Monitoring parameters

LDFS allows you to use customized parameters to monitor the status of the instance. You can configure these parameter to record the status of the drivers and executors in job logs.

Parameter	Description	Default value
spark.monitor.cmd	The command group for job monitoring. Separate multiple commands with semicolons (;). The commands specified by this parameter are executed in sequence at regular intervals. The execution results of the commands are recorded in job logs. Sample monitoring commands: Monitor the system status: top -b -n 1, vmstat. Monitor the memory status: free -m. Monitor the I/O status: iostat -d -x -c -k. Monitor the disk status: df -h. Monitor the network status: sar -n DEV 1 1, netstat. Sample statements: Configure a single monitoring command: `"spark.monitor.cmd": "top -b -n 1"` Configure multiple monitoring commands: `"spark.monitor.cmd": "top -b -n 1; vmstat; free -m; iostat -d -x -c -k; df -h; sar -n DEV 1 1; netstat"` Important If you use Beeline or JDBC to submit a job, this parameter cannot be configured.	None
spark.monitor.interval	The interval at which the commands in the group are executed. Unit: seconds. The commands specified by the spark.monitor.cmd parameter are executed at the interval specified by this parameter.	60
spark.monitor.timeout	The timeout period for the monitoring commands. Unit: seconds. If the execution time of a monitoring command in the command group specified by the spark.monitor.cmd parameter exceeds the specified timeout period, the command is skipped and the subsequent commands are executed.
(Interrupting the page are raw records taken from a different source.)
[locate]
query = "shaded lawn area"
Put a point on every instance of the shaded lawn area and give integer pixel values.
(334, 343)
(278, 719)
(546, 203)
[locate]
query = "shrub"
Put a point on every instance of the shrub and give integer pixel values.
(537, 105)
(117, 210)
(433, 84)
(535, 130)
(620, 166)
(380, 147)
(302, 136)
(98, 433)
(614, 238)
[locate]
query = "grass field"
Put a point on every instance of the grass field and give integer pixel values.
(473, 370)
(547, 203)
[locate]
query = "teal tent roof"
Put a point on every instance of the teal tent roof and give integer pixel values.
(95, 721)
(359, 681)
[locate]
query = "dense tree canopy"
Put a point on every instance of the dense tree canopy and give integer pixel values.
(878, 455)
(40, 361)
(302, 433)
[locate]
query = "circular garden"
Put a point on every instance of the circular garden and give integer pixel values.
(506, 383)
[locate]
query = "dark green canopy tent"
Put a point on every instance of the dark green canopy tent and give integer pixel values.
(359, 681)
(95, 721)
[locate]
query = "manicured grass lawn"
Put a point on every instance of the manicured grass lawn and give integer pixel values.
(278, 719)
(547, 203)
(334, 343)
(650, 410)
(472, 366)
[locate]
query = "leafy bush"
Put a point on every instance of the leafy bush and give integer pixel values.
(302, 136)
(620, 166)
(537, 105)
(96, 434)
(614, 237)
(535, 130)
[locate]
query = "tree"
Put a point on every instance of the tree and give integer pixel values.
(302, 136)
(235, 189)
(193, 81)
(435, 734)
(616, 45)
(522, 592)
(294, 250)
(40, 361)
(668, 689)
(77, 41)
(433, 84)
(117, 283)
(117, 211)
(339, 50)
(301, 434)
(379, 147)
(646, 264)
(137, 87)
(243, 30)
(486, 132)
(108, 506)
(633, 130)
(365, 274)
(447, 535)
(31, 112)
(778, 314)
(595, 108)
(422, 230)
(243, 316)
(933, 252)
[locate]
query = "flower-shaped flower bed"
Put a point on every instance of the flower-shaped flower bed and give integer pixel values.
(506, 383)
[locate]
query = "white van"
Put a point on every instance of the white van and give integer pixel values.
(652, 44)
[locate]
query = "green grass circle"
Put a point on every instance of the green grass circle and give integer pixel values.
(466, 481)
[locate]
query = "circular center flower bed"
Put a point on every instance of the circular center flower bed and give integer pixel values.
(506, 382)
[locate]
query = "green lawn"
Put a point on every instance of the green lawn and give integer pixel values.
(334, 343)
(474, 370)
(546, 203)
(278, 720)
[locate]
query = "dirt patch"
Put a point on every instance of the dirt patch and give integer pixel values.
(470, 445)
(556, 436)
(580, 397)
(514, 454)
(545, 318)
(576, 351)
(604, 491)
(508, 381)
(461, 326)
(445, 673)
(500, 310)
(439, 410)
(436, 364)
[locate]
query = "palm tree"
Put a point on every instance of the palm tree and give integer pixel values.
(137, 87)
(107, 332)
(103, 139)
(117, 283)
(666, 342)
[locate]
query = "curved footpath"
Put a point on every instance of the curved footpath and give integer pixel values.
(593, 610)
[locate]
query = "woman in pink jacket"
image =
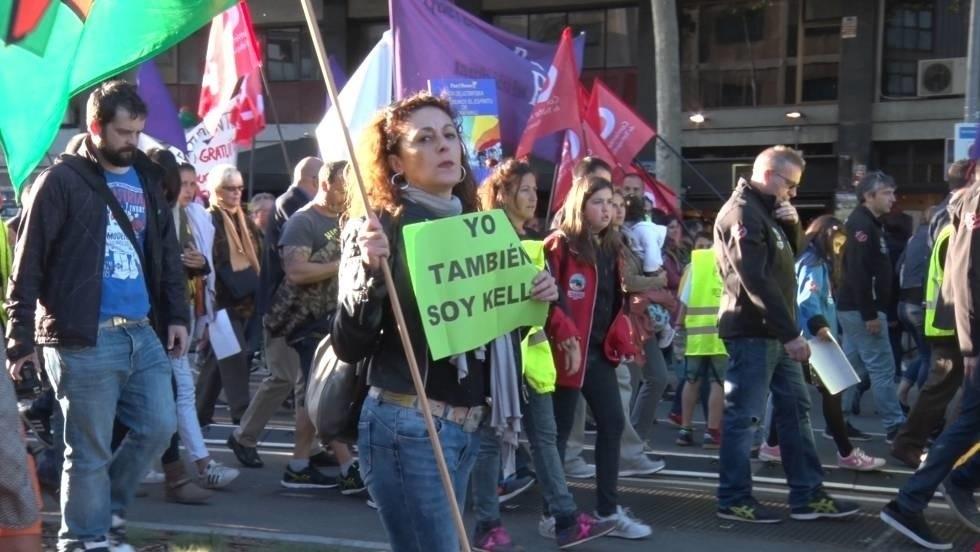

This way, monitoring information can be recorded in logs without being blocked.	2

Parameters related to open source Spark

For more information about parameters related to open source Spark, see Spark Configuration.

Configuration method

When you submit jobs to LDPS, you can configure customized resource parameters. The configuration method varies with the method that you use to submit jobs.

Beeline

You can specify the configuration method by modifying the conf/beeline.conf configuration file in the Spark package where the Beeline command line tool is located. For more information, see Getting started.

The following code shows a sample configuration file:

# Endpoint of Lindorm Compute Engine, e.g. jdbc:hive2://123.456.XX.XX:10009/;?token=bb8a15-jaksdj-sdfjsd-ak****
endpoint=jdbc:hive2://ld-bp13ez23egd123****-proxy-ldps-pub.lindorm.aliyuncs.com:10009/;?token=jfjwi2453-fe39-cmkfe-afc9-01eek2j5****

# Username for connection, by default root.
user=root

# Password for connection, by default root.
password=root

# Whether to share Spark resource between different sessions, by default true.
shareResource=false

# Normal Spark configurations
spark.dynamicAllocation.enabled=true
spark.dynamicAllocation.minExecutors=3

JDBC

You can configure parameters by using the JDBC connection string. For more information about the JDBC URL, see Use JDBC in application development.

For example, you can use a JDBC connection string to set the default number of Spark shuffle partitions to 2 and the memory space used by the executor to 8 GB.

jdbc:hive2://${host}:${port}/;?token=${token};spark.executor.memory=8g;spark.sql.shuffle.partitions=2

JAR

You can configure parameters for a Java job based on a job content template when you submit the Java job in the Lindorm console. For more information, see Manage jobs in the Lindorm console.
When you use DMS to submit a Java job, you can configure customized parameters for the job in the Job configuration section of the job node page. For more information, see Use DMS to manage jobs.

Python

You can configure parameters for a Python job based on a job content template when you submit the Java job in the Lindorm console. For more information, see Manage jobs in the Lindorm console.
When you use DMS to submit a Python job, you can configure customized parameters for the job in the Job configuration section of the job node page. For more information, see Use DMS to manage jobs.